Meta Platforms is making a significant play in India's digital payments market with a $900 million investment in CRED, valuing the fintech at $4.5 billion. In a strategic move, the tech giant has also appointed CRED founder Kunal Shah as the new global head of WhatsApp, signaling a convergence of messaging, artificial intelligence, and financial services.
Strategic Investment and Leadership Change
The investment, announced on Monday, comes as CRED prepares for a potential initial public offering. Meta will become a minority investor, with no access to CRED's customer data—a key consideration in a market where financial privacy is a sensitive issue. Shah steps back from his daily role at CRED, with Miten Sampat, the company's strategy and finance head, taking over as interim CEO effective immediately.
WhatsApp's Payments Pivot
Will Cathcart, the outgoing WhatsApp head, confirmed Shah's appointment, which ties a leadership shuffle to Meta's broader ambitions in India. The country is now Meta's testbed for an updated WhatsApp strategy that integrates chat, AI-driven business tools, and payments into a single interface. Meta recently launched Business AI for small businesses on WhatsApp in India, and the company plans to support Unified Payments Interface (UPI) payments directly within chats, allowing users to pay via India's popular real-time bank transfer network.
CRED's Regulatory Edge
CRED's approval for a payment aggregator license from India's central bank in March is proving pivotal. This license enables CRED to onboard merchants, handle payments, manage settlements, and process refunds, giving it more direct control over the checkout process. This regulatory clearance complements Meta's push to turn WhatsApp into a commerce platform, where users can discover products on Instagram, interact with a WhatsApp bot, and complete payments through CRED's infrastructure.
Market Context and Challenges
India's UPI market is dominated by PhonePe and Google Pay, with Paytm as a distant third. In May, UPI processed 23.2 billion transactions worth 29.90 lakh crore rupees. Despite the massive opportunity, breaking into this duopoly is challenging. India's planned 30% market-share cap for UPI apps has been extended to December 2026, benefiting incumbents. However, Meta gains some breathing room as the National Payments Corporation of India has lifted user-onboarding limits for WhatsApp Pay.
Financial Details and Outlook
CRED, which started as a credit-card bill payment platform, now boasts 17 million monthly members and handles over 40% of India's credit-card bill payments. For fiscal year 2025, CRED reported operating revenue of 2,735 crore rupees and a total loss of 1,457 crore rupees. The investment values CRED at 43,239 crore rupees, a rebound from a $3.5 billion valuation in 2025 but below its $6.4 billion peak in 2022.
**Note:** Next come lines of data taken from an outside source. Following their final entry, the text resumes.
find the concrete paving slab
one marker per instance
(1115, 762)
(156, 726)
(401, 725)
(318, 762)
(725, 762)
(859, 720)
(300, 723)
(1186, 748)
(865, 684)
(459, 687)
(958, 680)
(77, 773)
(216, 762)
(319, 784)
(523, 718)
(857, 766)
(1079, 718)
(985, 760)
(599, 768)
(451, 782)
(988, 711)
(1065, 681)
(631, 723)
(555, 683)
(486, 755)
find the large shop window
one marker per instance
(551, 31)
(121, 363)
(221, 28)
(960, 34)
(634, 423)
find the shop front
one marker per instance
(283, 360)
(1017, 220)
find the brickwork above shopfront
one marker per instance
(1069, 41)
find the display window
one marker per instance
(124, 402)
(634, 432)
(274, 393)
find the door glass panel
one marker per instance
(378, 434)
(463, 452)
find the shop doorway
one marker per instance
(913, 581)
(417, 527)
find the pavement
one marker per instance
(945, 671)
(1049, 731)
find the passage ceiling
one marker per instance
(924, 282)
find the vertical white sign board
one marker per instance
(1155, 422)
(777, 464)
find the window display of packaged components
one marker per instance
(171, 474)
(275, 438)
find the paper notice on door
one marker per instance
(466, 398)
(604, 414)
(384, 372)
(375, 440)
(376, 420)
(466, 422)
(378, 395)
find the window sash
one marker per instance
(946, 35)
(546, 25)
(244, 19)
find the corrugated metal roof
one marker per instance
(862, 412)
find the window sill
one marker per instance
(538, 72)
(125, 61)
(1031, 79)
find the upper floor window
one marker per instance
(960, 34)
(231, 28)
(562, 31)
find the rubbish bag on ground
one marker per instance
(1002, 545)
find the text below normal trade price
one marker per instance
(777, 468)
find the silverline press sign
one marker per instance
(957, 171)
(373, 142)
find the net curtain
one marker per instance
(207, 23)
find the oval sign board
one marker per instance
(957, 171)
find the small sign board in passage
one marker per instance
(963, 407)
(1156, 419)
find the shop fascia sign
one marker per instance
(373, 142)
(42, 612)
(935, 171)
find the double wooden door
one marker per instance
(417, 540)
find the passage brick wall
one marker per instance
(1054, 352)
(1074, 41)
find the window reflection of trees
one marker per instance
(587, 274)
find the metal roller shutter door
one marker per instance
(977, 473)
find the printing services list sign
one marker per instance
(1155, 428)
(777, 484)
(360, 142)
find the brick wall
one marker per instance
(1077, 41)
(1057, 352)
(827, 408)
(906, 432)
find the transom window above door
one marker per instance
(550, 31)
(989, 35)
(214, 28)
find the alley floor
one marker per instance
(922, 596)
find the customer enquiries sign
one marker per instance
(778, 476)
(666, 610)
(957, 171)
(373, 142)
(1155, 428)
AI and Commerce Integration
Meta's broader vision involves embedding commerce into WhatsApp. At its Conversations event, the company noted that over 1 million businesses are using its business agent tools across WhatsApp and Messenger. Naomi Gleit, Meta's head of product, emphasized the goal of enabling agents to complete payments and place orders, not just answer queries. However, risks remain, including regulatory scrutiny, data privacy concerns, and security flaws in AI chatbots, as Reuters reported this month.
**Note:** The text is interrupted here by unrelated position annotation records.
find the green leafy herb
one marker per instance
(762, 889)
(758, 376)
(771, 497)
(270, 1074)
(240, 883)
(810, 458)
Implications for Meta and CRED
With Shah at the helm, Meta gains a founder who understands India's affluent consumers and the regulated payments landscape. While CRED alone may not solve WhatsApp's payments challenges, the combination of talent, technology, and regulatory access positions Meta to transform WhatsApp from a messaging app into a sales platform. The move underscores Meta's commitment to India as a key growth market, where it is betting on the convergence of AI, messaging, and financial services.